Tailor-made lenses available through new smart technology
Smart medicine is the future of medicine. Information technology, artificial intelligence, and big data are becoming increasingly important in health care, which is becoming more human-centered and convenient. This series, which covers various aspects of the health field, is intended to demonstrate what high technology, smart systems, and inventions are capable of.
New smart technology is now being applied to provide tailor-made lenses in line with people's more specific eyesight needs.
It is helping to overcome the discomfort experienced by many people who use contact lenses that don't ideally fit their eyeball shape or curvature, or rectify individual eyesight issues.
"Whereas you can choose various sizes from a collection of ready-to-wear suits, you can also walk into a tailor's shop and get a hand-made suit completely fitting your body shape," said Dr Yan Yan from Shanghai Bright Eye Hospital.
"Today's smart medicine also means individualized and tailor-made therapies and services for better treatment effects. The eyes are a very delicate organ, so tailored products can bring much benefit to people," Yan said.
An improved lens technology was introduced to China late last year and a few eye hospitals are now providing the fully digitalized services for devices such as an orthokeratology lens.
Orthokeratology is a common overnight vision correction and corneal refractive therapy. By temporarily reshaping the cornea to reduce refractive errors such as myopia, farsightedness and astigmatism, it is popular for both children and adults.
It is a viable alternative to eyeglasses, refractive surgery, or for people who prefer not to wear contact lenses during the day.
"Usually, patients have their eyes checked in the hospital and then doctors select the lens style that suits them," Yan said.
"This digital technology collects nearly 10,000 pieces of data about the patient's eyes and the computer makes a calculation for the most appropriate design of the lens.
"Doctors then make adjustments based on a patient's requirements and additional medical needs. The design is then sent to the manufacturer which produces the lenses."
"The lenses are made in line with people's own eye conditions, overcoming sensations of discomfort from wearing an odd item," she said. "For children, the benefit is more significant."
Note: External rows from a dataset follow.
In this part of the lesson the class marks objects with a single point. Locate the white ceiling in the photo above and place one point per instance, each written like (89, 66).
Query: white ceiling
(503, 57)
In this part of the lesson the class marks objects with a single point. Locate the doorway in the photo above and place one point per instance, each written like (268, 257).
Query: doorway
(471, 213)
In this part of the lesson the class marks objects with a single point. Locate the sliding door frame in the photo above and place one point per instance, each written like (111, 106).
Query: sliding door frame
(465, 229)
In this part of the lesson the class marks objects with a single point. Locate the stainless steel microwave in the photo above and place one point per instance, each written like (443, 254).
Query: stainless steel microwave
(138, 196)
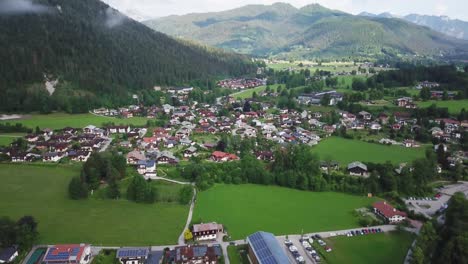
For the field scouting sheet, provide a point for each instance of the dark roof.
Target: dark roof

In addition to tailored lenses, the smart technology is helping eye surgery to be safer and more accurate. A technology called iOCT, or intraoperative optical coherence tomography, a noninvasive imaging modality, is available in operating theaters.
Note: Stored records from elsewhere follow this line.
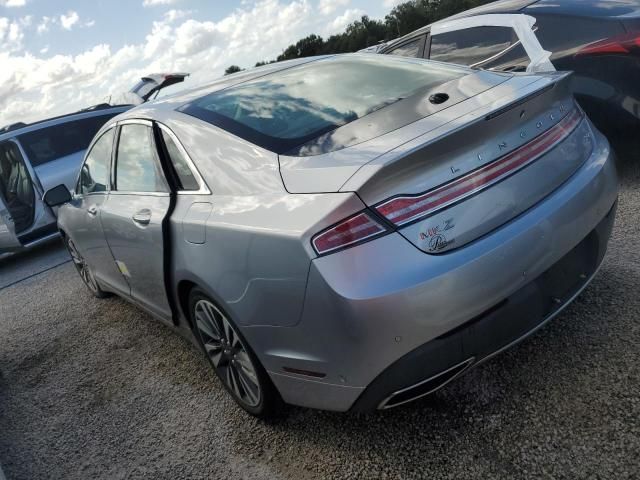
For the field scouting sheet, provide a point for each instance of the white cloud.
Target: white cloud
(12, 3)
(327, 7)
(11, 35)
(44, 24)
(153, 3)
(173, 15)
(34, 86)
(350, 15)
(69, 20)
It provides real-time visualization of the ocular structure during surgery and supports the doctor's decision-making throughout the procedure.
"It is such a great improvement. The tool can be called the eye of eye surgeons," said Dr Wang Fang, president of Shanghai Bright Eye Hospital.
"Previously, we didn't know about the patient's eye condition without using imaging technology during surgery. Sometimes, the surgery itself could cause damage to the eye, which the doctors couldn't see in time to adjust during the procedure, as the human eye can't see such tiny problems," she said.
"Such imaging checks would be done in the outpatient department as it was impossible to move the patient out of the operating theater for a check outside.
"As we couldn't identify the condition until after the surgery was finished, patients sometimes had to undergo a second corrective surgery.
"Thanks to iOCT, we can now have a very clear understanding of a patient's eye condition during the surgery through receiving real-time information. Doctors can make changes or do repairs whenever the tool detects problems and thus avoid surgical damage," she said.
Thus, iOCT can significantly affect surgical decision making and cause a subsequent change in surgical strategy.
"The system is an intelligent guide for surgeons."
In addition to eye surgery, Wang said iOCT is also expected to be used on stem cell and gene therapy procedures involving the eyes.